As expected, although Don achieves his overall episode goal (to hire Duck Phillips, block Pete, and avoid the exposure of his true identity) the manner in the story is told raises additional questions and further complicates the ongoing question of the series -- who is this guy, and as Rachel Menken says directly in the episode, what kind of man is he (is he now / has he been / can he become)?
Additionally, we see varying degree of goal shift among the central characters of this episode. With the exception of Pete, the other characters Don comes up against in this episode are consistent in their own well-defined goals. Peggy's episode and long-term goals are in alignment and her expression of those goals prompts Don's action in beat 25. Pete shifts his beat goal by deciding to confront Don with the contents of the box, but his episode goal remains the same (his beat goal shift is more of a change in tactic.) Rachel Menken and Bert Cooper articulate their responses to Don in clear terms. Don's goals change and his central conflict is deepened against the backdrop of characters who retain well-defined goals (whether they achieve those goals or not). I suspect that for an episode to work, we need to have some central characters hold on to their well-defined goals, while another character (or perhaps 2) are shifting. (I'll have to test this over additional episodes.)
So this seems like a fruitful exercise for examining character change over time. This particular set of movements for Don is not that closely related to our larger questions of social change in the early '60s, but if I can use this kind of technique to examine the changes over the series, it should yield something interesting related to our larger questions.
Edit April 26, 2011
Clarification on the Idea of Character's Having Long-Term Goals
Following a conversation with Mike Newman and some additional reading, I want to add a clarification to the idea of characters in serialized narrative and Mad Men in particular having long-term goals. I believe my earlier term was too loosely defined, but I don't have a good substitute phrase yet.

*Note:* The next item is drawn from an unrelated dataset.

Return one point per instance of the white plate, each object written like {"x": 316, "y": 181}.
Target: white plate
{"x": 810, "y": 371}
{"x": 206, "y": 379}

Mike has written about characters in indie cinema being portrayed as without clearly defined goals. In his new book Indie, has has this passage, which discusses the movie Lost in Translation:
As spectators we formulate questions about the characters, and this motivates our continued interest. We wonder if each character will stay with his or her spouse. We wonder if they will really fall in love with each other, as seems possible (and desirable to us). But there is no scene in which these outcomes are posed as questions with absolute answers or deadlines by which time decisions must be arrived at.
What Mike calls questions in the passage above, and contrasts in his book with the clearly-defined goals of traditional Hollywood film protagonists (the hero must stop the bad guy, get the girl, win the trial, stop the alien invasion, etc.)
These questions (psychological, philosophical, existential questions) are formulated by the spectator but attach somehow to the character in the narrative, whether or not the character actually expresses them as questions or expresses a goal of answering the question. The questions have no absolute answers (because of the nature of the questions) and no deadline.
The way that the storytelling attaches questions to a particular character is what made me think of them as being long-term goals for the character -- in the sense that the protagonist has to deal with the "who am I, why am I here, what am I doing with my life" question to some provisional extent to bring an end to whatever slice of life story the narrative is trying to tell.
It seems to me that serialized narrative, if and when it takes up these kinds of questions, as Mad Men does (Don raises existential questions with Rachel Menken in the pilot), draws out the features Mike identifies in these kinds of indie films to a much larger degree. If an episode has a resolution that seems to come down on the side of an absolute answer (Don tries to be happy with what he has), that answer may be revised or reversed in a later episode (Don has another affair). And the sense of life going on and on without deadline is certainly much stronger in serialized narrative.
Perhaps the clarification is not that the protagonist "has" the long-term goal, in the same way that they have episode or beat goals, but that the narrative raises a meaning-of-life level question in relation to a character and his or her choices in life and then the audiences assumes a "goal" of having the character answer that question to some extent through the meaning that attaches to the big life choices they make in the narrative.